The tediousness of flying across our vast land to reach Fredericton was quickly washed away by New Brunswick’s warmth and hospitality. What a TMAC conference! Who would have thought the city would throw open the doors of its historic Government House, which we reached by a lovely, sun-warmed stroll alongside Canada’s most storied river. En route, Andrew and I even encountered some delightful rascals, one of whom wore a scarlet tunic and kept ringing a loud brass bell.

To the screech of bagpipes the horde of TMACers entered the not-so-modest domicile of the Lieutenant Governor. Sipping a cranberry sparkling wine I wandered through three floors of history encountering an attractive belle playing a harp, painters painting and a duo playing fiddle music. Everyone was smiling and laughing; Government House overflowed with good cheer.

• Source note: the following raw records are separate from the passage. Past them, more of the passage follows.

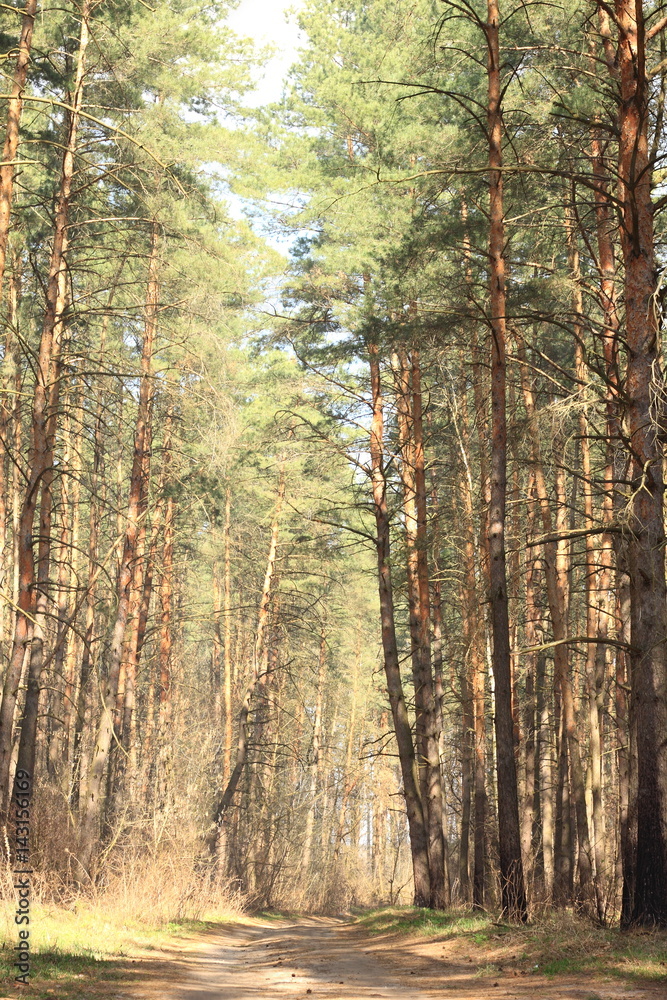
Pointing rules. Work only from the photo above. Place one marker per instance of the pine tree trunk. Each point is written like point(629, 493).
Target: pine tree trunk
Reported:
point(511, 867)
point(402, 728)
point(11, 145)
point(644, 383)
point(44, 422)
point(92, 799)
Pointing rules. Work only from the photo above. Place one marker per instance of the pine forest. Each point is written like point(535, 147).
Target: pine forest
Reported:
point(333, 595)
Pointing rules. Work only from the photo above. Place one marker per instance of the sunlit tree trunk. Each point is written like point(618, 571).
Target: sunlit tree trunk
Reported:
point(11, 145)
point(402, 728)
point(511, 867)
point(92, 798)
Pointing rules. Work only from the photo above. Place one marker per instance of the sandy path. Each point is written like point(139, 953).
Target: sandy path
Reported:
point(292, 960)
point(311, 958)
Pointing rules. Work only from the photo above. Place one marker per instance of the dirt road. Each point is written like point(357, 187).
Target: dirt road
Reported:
point(327, 959)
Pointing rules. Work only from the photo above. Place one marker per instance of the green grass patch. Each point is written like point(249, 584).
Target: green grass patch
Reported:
point(414, 920)
point(557, 945)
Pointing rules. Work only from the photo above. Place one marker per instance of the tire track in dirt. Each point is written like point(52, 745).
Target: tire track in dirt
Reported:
point(325, 958)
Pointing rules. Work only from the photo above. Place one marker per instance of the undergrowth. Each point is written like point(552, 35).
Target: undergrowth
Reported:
point(81, 944)
point(556, 945)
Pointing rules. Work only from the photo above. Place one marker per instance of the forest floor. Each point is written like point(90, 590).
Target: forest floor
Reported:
point(397, 954)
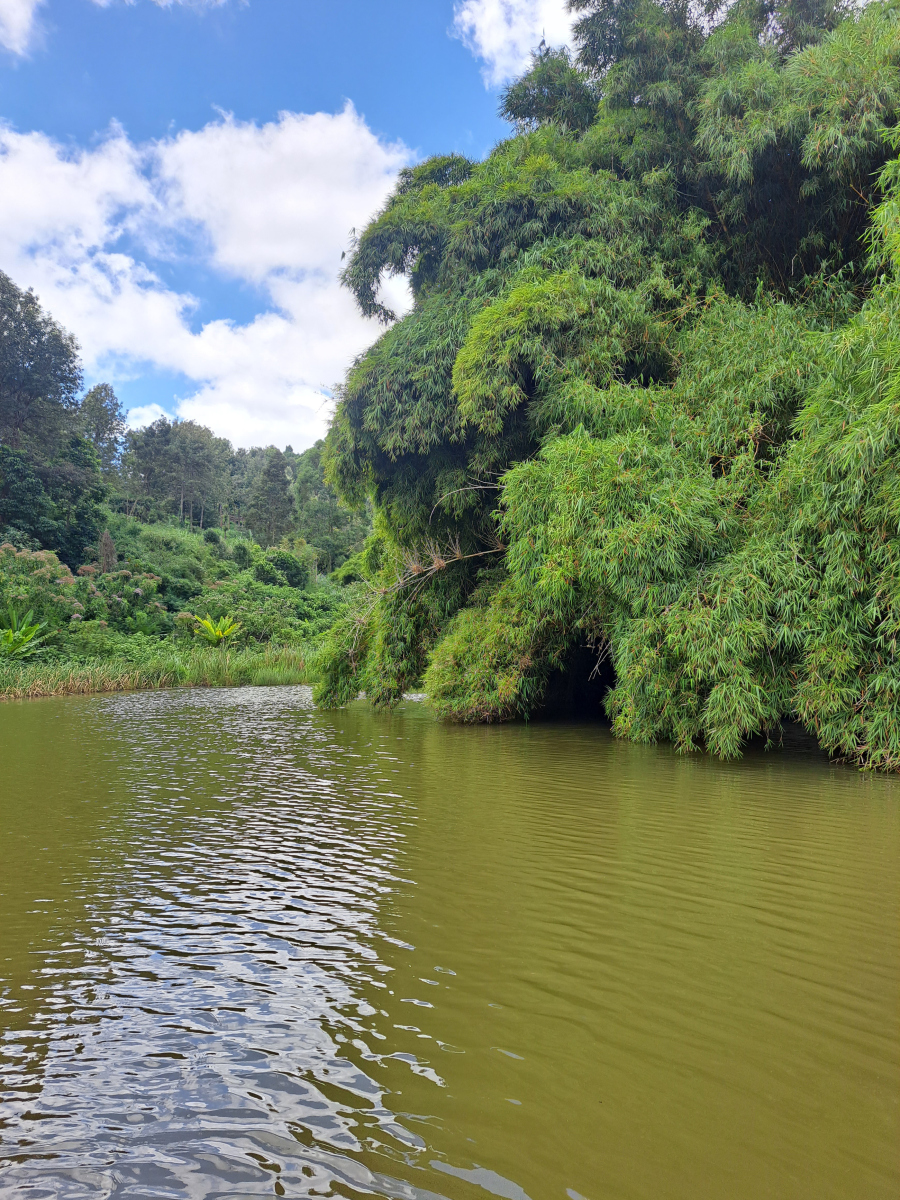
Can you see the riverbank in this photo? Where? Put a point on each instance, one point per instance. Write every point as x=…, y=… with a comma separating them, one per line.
x=195, y=667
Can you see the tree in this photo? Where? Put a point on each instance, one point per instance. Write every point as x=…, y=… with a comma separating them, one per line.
x=51, y=486
x=322, y=520
x=645, y=400
x=102, y=421
x=271, y=508
x=40, y=370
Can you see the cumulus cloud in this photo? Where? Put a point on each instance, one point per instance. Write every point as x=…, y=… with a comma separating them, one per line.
x=268, y=205
x=18, y=24
x=504, y=33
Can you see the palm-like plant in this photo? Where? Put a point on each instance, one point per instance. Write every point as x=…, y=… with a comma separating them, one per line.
x=21, y=637
x=215, y=633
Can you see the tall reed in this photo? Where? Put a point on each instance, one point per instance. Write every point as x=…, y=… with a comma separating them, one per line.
x=195, y=667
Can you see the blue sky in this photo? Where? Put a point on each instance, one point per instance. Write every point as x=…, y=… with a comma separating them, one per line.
x=178, y=180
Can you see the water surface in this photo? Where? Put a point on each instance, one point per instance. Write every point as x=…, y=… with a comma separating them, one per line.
x=252, y=949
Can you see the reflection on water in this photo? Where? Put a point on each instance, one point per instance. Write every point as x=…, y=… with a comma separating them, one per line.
x=247, y=948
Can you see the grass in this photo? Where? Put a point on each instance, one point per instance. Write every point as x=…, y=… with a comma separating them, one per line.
x=195, y=667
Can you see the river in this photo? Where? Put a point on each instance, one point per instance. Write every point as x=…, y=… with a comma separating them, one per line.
x=250, y=949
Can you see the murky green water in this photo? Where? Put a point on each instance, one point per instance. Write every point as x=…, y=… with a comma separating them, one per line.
x=252, y=949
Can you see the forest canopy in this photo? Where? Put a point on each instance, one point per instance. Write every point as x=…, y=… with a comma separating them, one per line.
x=641, y=423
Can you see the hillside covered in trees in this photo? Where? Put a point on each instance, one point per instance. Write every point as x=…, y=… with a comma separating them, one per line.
x=115, y=544
x=640, y=429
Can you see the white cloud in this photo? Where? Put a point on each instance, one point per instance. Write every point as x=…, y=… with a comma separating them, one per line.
x=18, y=19
x=145, y=414
x=504, y=33
x=270, y=205
x=18, y=24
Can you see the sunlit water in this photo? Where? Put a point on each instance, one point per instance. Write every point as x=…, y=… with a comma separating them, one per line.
x=249, y=949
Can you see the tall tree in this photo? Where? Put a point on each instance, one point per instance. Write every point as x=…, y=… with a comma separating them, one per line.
x=102, y=421
x=40, y=371
x=271, y=507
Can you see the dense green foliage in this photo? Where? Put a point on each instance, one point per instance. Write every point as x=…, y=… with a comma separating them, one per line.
x=646, y=401
x=165, y=575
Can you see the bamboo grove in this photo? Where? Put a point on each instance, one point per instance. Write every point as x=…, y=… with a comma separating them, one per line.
x=643, y=415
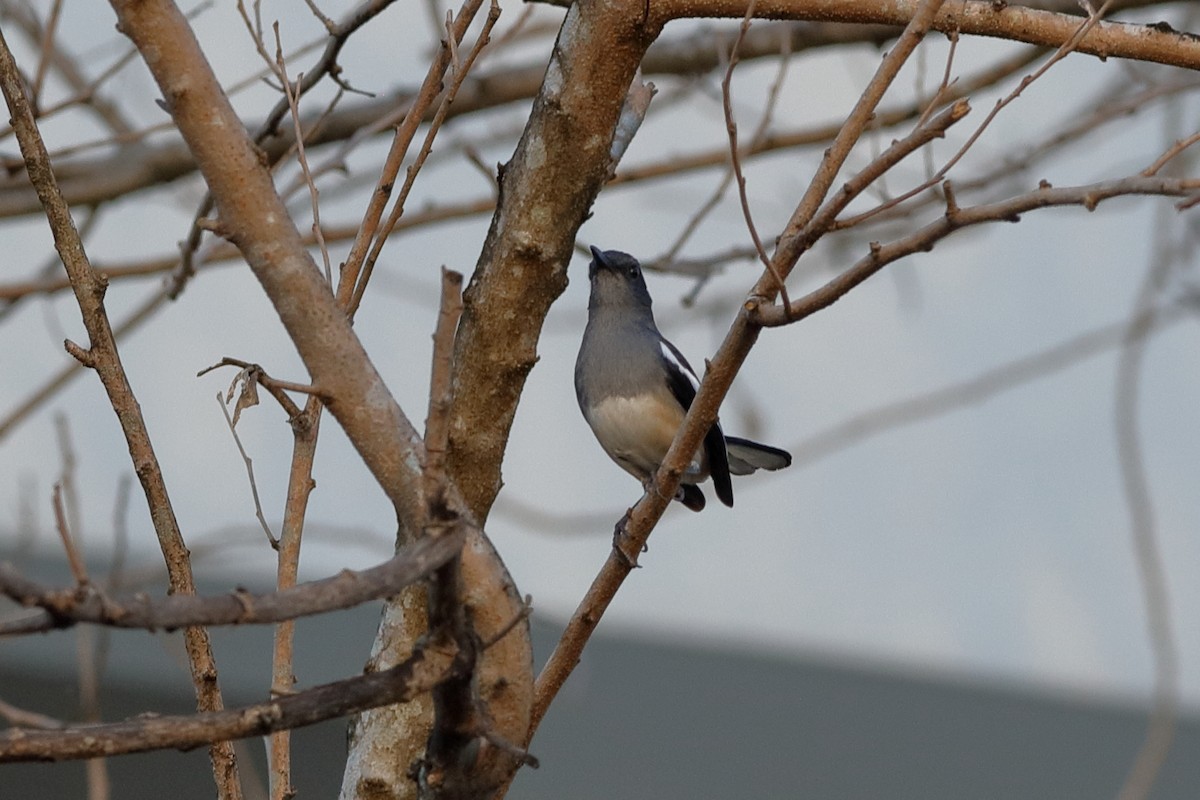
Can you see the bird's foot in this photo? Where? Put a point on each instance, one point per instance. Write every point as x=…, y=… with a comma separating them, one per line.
x=621, y=537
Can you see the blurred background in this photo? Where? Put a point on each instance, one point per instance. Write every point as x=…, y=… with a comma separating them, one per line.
x=952, y=555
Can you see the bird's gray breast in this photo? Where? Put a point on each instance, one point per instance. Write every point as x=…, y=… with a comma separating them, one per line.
x=619, y=356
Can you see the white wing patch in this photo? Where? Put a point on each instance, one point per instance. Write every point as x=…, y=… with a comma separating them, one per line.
x=678, y=365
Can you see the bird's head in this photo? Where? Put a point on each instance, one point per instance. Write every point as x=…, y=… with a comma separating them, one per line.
x=616, y=280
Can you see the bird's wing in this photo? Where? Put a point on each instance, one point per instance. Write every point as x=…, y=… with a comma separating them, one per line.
x=683, y=383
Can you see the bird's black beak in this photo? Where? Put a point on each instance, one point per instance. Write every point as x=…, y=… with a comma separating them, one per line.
x=598, y=262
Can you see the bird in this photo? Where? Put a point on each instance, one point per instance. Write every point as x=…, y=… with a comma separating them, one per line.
x=635, y=388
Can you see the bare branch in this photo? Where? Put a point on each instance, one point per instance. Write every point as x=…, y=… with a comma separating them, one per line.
x=345, y=590
x=425, y=668
x=89, y=289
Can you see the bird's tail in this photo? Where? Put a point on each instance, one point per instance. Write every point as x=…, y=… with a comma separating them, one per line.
x=748, y=456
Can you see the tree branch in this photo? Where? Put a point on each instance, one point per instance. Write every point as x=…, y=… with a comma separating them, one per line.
x=424, y=669
x=66, y=607
x=102, y=355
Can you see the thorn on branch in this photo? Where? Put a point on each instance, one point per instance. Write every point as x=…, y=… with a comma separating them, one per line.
x=83, y=356
x=952, y=205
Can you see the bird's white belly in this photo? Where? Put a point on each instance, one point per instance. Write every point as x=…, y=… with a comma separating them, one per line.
x=636, y=432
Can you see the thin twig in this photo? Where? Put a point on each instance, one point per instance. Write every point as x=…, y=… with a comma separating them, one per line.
x=78, y=570
x=250, y=473
x=425, y=668
x=66, y=607
x=460, y=73
x=89, y=290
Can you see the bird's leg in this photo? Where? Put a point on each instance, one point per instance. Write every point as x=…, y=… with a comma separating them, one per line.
x=618, y=534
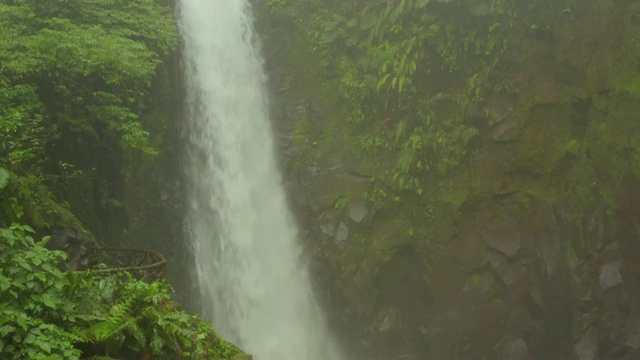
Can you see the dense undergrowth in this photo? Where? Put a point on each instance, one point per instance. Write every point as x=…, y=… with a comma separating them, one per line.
x=49, y=314
x=83, y=85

But the best part was the food! Gourmet culinary stations were sprinkled throughout this formidable manse. Freshly harvested oysters, shucked right before me, slid down my throat. I tried to concentrate — unsuccessfully — on the chat of a striking lady representing Manitoba, or was it Edmonton, or perhaps Montreal, while the tastes of poached lobster topped with caviar cream lingered on my palate. Around each corner awaited scrumptuous gourmet snacks: fresh smoked salmon, succulent crabcakes, bacon-wrapped turkey – all produced locally. Finally, I reached the desert table. Nirvana! Ecstasy! Calories be damned, I dove into the truffles, devouring about ten. Oh yes, the cheesecakes and chocolate tort weren’t bad either.

As the crowd began to thin, Andrew and I headed into the town centre, lured by rumours that a certain pub, the Lunar Rogue, served 400 different whiskeys from around the globe. Soon we were happily sipping a dram washed down by a pint of best bitter, chatting, somewhat incoherently, with the locals.

Stumbling back to the hotel with the moon reflecting from the still waters of the St. John River, I emitted a small belch. A memorable evening indeed.